I mentioned that other hosting companies don't require this level of stringency. Their response:

"For the vast majority of orders we don't either - Obviously I can't discuss specifics of someone else's order but we'd typically ask for a copy of ID if for example we receive an order with UK-based address details supplied but the order and payment are made from abroad, essentially to verify that the customer's card isn't being used fraudulently"

In my opinion, this is a good thing. You may have other thoughts, though. I hope this helps.

Agreed. We the hosting companies pick up the cost of fraud. A little extra vigilance if some things don't match is a good thing.
 
Based on the fact I have an account with them and that I recommended them, I just contacted their support team about this query and they responded with:

"If we've asked a potential new customer to provide this information it'll be for order verification processes usually due to inconsistencies in the order, to verify that we are actually receiving a legitimate order from the person named on the order."

I mentioned that other hosting companies don't require this level of stringency. Their response:

"For the vast majority of orders we don't either - Obviously I can't discuss specifics of someone else's order but we'd typically ask for a copy of ID if for example we receive an order with UK-based address details supplied but the order and payment are made from abroad, essentially to verify that the customer's card isn't being used fraudulently"

In my opinion, this is a good thing. You may have other thoughts, though. I hope this helps.

Agreed. We the hosting companies pick up the cost of fraud. A little extra vigilance if some things don't match is a good thing.

Sure, I agree with all that, but there are much less intrusive ways of dealing with this - phone calls, verified by Visa, Mastercard Securecode, etc.

A passport is a pretty important document, and can be used for identity theft. One can't just send a scanned copy to a merchant every time one makes a 3 pound purchase online. The merchant would then have my name, address, telephone number, credit card details, and a copy of my passport, which is pretty much all you need to impersonate someone.
 
Sure, I agree with all that, but there are much less intrusive ways of dealing with this - phone calls, verified by Visa, Mastercard Securecode, etc.

A passport is a pretty important document, and can be used for identity theft. One can't just send a scanned copy to a merchant every time one makes a 3 pound purchase online. The merchant would then have my name, address, telephone number, credit card details, and a copy of my passport, which is pretty much all you need to impersonate someone.

Agree with Andy, requesting a passport for hosting is too intrusive and would immediately put me off. Not because I have anything to hide, but because your passport is probably the most important document you own, and I'd also question whether these companies have the correct level of security in place to protect the transfer of this information, or the correct authority for those approving such information.

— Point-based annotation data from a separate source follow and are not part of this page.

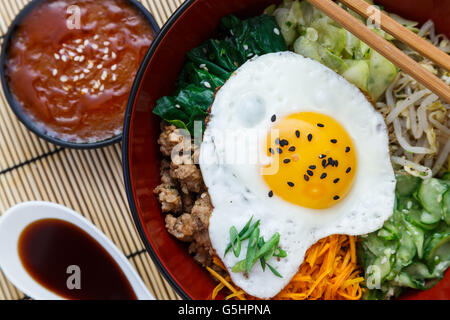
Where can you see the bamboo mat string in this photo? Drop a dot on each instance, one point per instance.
(90, 182)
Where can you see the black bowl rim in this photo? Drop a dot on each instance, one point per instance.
(15, 104)
(126, 143)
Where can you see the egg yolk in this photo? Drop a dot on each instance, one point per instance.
(313, 160)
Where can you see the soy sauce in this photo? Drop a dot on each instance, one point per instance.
(69, 262)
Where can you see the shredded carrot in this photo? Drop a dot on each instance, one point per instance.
(329, 272)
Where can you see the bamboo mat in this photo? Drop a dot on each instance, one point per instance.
(90, 182)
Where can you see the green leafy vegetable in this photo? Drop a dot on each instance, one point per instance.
(412, 250)
(208, 66)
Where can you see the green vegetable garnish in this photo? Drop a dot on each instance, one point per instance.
(208, 66)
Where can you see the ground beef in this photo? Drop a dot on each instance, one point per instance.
(183, 197)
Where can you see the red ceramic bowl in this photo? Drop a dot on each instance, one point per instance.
(193, 23)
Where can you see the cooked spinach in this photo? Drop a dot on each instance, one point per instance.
(208, 66)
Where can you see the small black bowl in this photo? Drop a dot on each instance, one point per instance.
(16, 105)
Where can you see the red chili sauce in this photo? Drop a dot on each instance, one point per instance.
(75, 83)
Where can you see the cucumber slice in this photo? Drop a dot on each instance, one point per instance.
(287, 19)
(446, 207)
(357, 73)
(406, 185)
(404, 280)
(430, 195)
(307, 48)
(332, 61)
(330, 37)
(381, 267)
(382, 73)
(406, 251)
(418, 270)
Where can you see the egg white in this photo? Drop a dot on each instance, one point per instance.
(283, 84)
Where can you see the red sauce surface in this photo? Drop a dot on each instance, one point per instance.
(75, 83)
(47, 248)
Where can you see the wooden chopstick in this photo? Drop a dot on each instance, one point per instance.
(400, 32)
(385, 48)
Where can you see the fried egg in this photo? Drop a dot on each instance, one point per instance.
(291, 143)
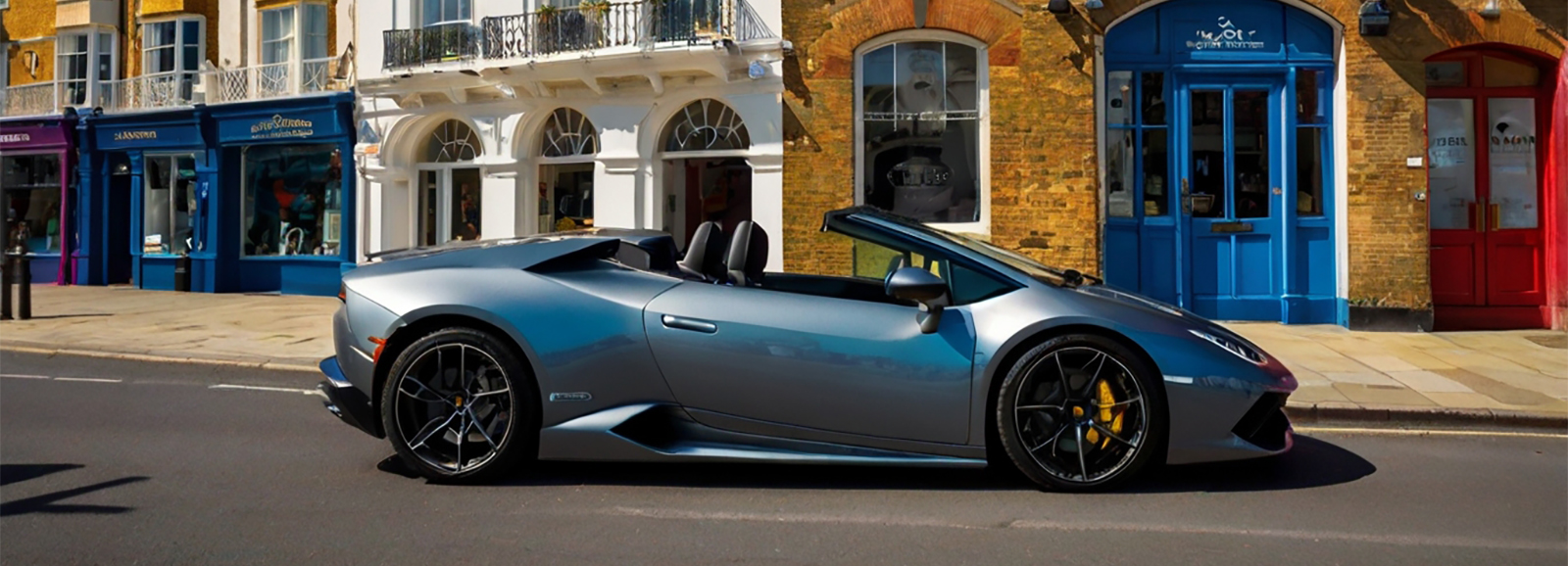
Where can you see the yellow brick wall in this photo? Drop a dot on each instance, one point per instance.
(1045, 192)
(30, 24)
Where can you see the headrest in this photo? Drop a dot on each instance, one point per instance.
(706, 253)
(749, 255)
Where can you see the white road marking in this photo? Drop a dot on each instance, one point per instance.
(271, 389)
(1090, 526)
(1419, 432)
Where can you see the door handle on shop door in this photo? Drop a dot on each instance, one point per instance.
(689, 325)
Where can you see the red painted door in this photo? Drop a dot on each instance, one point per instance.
(1486, 130)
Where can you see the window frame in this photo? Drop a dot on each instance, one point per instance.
(982, 224)
(96, 47)
(179, 44)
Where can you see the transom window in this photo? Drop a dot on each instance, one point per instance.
(706, 125)
(452, 141)
(921, 122)
(568, 132)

I take orders for expensive equipment, much more expensive than hosting, and there are plenty of ways of checking out a customer that isn't resorting to this method; in fact, I reckon if I asked for such information, they would immediately cancel questioning why. Fair enough no system will protect you entirely, but there is always risks in business.
 
Driving license, see previous comment (still excessive)

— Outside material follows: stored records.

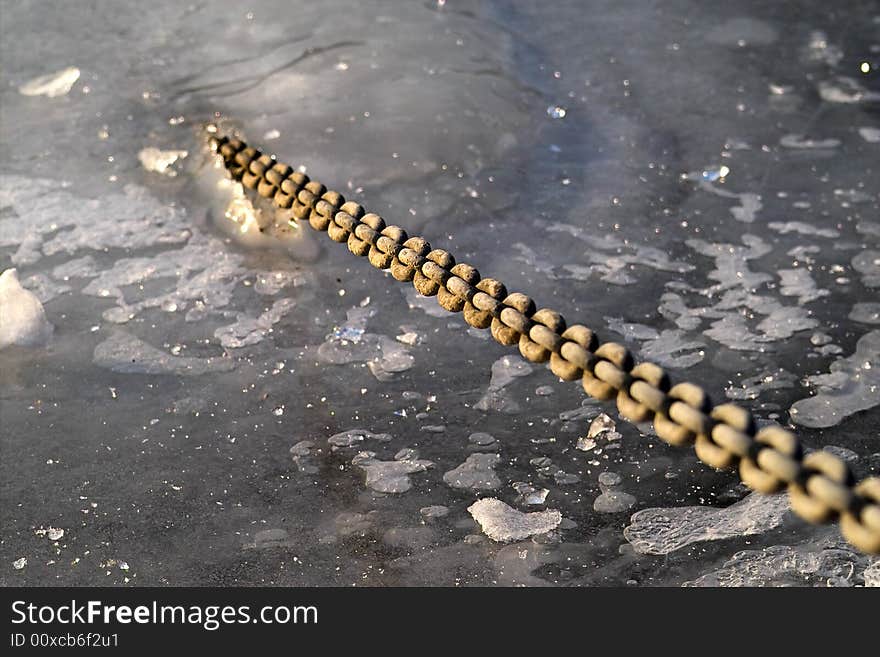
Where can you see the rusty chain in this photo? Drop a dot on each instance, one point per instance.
(821, 486)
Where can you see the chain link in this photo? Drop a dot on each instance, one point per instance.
(821, 486)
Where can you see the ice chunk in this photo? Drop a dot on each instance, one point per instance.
(122, 352)
(22, 318)
(505, 370)
(664, 530)
(867, 312)
(867, 263)
(249, 330)
(503, 523)
(476, 473)
(799, 141)
(154, 159)
(613, 499)
(849, 387)
(802, 228)
(52, 84)
(823, 562)
(355, 436)
(389, 476)
(870, 135)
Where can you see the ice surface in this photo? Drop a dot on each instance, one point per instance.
(155, 159)
(22, 318)
(476, 473)
(852, 385)
(822, 562)
(505, 371)
(867, 312)
(125, 353)
(52, 84)
(504, 524)
(661, 531)
(389, 476)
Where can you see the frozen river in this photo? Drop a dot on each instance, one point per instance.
(197, 408)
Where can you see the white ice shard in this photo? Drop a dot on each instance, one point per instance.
(52, 84)
(159, 161)
(504, 524)
(22, 318)
(664, 530)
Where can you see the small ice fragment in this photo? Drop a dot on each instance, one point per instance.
(436, 511)
(22, 318)
(354, 436)
(664, 530)
(870, 135)
(585, 444)
(603, 424)
(154, 159)
(481, 439)
(866, 312)
(476, 473)
(52, 84)
(503, 523)
(612, 499)
(799, 141)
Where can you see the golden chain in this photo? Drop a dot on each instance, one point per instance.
(821, 486)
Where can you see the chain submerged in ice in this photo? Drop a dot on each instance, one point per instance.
(664, 530)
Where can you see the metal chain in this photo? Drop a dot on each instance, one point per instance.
(821, 486)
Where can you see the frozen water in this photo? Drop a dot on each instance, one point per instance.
(850, 386)
(128, 354)
(154, 159)
(867, 312)
(52, 84)
(504, 524)
(296, 340)
(22, 317)
(505, 371)
(476, 473)
(824, 562)
(661, 531)
(389, 476)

so, how do you - in your business - validate against potential fraudulent purchases, to prove the "customer" is who they say they are?
 
so, how do you - in your business - validate against potential fraudulent purchases, to prove the "customer" is who they say they are?
Based on credit/debit card payments, combination of CV2, Address, PC, 3D, electoral roll, telephone, common sense, association, web checks, IP etc. Plenty of these combine for Fraud Screening with the right systems. Better still, auth codes are a great way of confirming the person using the payment card has rights/access to it beyond holding a card in hand. After that, if something doesn't look right, don't accept. Asking for proof of ID be it Passport or Driving License, except in the duty of law is lunacy!